Section: New Results

Distributed Algorithms for Dynamic Networks and Fault Tolerance

Participants : Luciana Bezerra Arantes [correspondent] , Sébastien Bouchard, Marjorie Bournat, João Paulo de Araujo, Swan Dubois, Laurent Feuilloley, Denis Jeanneau, Jonathan Lejeune, Franck Petit [correspondent] , Pierre Sens, Julien Sopena.

Nowadays, distributed systems are more and more heterogeneous and versatile. Computing units can join, leave or move inside a global infrastructure. These features require the implementation of dynamic systems, that is to say they can cope autonomously with changes in their structure in terms of physical facilities and software.
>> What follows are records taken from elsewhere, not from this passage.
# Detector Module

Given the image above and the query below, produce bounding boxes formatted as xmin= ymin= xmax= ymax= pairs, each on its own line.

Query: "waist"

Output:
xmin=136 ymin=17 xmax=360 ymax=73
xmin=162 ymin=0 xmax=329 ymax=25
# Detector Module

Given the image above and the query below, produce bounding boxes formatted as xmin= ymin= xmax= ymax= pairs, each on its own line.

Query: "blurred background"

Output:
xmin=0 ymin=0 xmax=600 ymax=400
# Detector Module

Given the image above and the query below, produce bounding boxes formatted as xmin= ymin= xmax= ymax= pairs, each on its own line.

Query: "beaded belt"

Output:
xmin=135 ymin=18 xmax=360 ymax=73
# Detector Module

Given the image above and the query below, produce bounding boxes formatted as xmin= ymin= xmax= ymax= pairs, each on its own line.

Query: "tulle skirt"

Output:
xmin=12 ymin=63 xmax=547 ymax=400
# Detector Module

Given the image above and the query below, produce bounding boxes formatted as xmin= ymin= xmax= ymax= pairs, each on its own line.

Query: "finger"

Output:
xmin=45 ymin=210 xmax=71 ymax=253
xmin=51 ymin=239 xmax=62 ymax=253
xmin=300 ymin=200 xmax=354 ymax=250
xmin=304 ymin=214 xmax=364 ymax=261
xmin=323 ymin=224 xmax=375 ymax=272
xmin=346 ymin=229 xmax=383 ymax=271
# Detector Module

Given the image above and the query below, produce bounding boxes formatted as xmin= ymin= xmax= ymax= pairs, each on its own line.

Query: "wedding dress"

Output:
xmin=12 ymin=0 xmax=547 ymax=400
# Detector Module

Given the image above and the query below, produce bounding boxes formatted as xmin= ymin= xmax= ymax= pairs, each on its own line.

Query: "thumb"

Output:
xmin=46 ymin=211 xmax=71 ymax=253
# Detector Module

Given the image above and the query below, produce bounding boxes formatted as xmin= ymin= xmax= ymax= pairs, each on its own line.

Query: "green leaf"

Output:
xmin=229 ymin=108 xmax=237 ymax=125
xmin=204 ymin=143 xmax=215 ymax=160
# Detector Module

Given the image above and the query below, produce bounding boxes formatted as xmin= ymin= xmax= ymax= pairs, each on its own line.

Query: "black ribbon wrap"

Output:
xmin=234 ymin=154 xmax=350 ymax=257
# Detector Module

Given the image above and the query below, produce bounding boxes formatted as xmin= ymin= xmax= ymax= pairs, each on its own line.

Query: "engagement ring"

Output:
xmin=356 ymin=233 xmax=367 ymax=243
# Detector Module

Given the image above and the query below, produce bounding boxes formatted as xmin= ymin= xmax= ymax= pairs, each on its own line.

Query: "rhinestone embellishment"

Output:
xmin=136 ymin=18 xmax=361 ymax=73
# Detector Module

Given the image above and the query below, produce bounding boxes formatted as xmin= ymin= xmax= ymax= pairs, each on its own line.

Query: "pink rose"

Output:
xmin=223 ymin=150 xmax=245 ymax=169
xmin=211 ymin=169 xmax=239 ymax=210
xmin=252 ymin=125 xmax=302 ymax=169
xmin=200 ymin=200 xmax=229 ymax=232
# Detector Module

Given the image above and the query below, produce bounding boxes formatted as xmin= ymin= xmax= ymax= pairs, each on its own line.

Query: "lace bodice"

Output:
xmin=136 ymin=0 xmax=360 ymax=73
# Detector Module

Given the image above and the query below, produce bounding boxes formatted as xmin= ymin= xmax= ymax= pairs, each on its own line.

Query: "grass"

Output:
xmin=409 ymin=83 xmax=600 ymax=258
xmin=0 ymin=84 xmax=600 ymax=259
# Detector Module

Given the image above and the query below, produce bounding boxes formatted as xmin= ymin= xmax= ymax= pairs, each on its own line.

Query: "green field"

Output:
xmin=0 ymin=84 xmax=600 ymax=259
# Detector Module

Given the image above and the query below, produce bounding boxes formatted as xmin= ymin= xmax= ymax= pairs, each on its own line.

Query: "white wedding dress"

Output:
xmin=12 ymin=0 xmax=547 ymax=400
It therefore becomes necessary to define, develop, and validate distributed algorithms able to managed such dynamic and large scale systems, for instance mobile ad hoc networks, (mobile) sensor networks, P2P systems, Cloud environments, robot networks, to quote only a few.

The fact that computing units may leave, join, or move may result of an intentional behavior or not. In the latter case, the system may be subject to disruptions due to component faults that can be permanent, transient, exogenous, evil-minded, etc. It is therefore crucial to come up with solutions tolerating some types of faults.

In 2018, we obtained the following results.

Scheduling in uncertain environments

In [19], we consider scheduling with faults/errors and we introduce a new non-probabilistic model with explorable (query-able) uncertainty. Each unit-time error is characterized by an uncertainty area during which the error will occur, and it is possible to learn the exact slot at which it will appear by issuing a query operation of unit cost. We study two problems: (i) the error-query scheduling problem, whose aim is to reveal enough error-free slots with the minimum number of queries, and (ii) the lexicographic error-query scheduling problem where we seek the earliest error-free slots with the minimum number of queries. We consider both the off-line and the on-line versions of the above problems. In the former, the whole instance and its characteristics are known in advance and we give a polynomial-time algorithm for the error-query scheduling problem. In the latter, the adversary has the power to decide, in an on-line way, the time-slot of appearance for each error. We propose then both lower bounds and algorithms whose competitive ratios asymptotically match these lower bounds.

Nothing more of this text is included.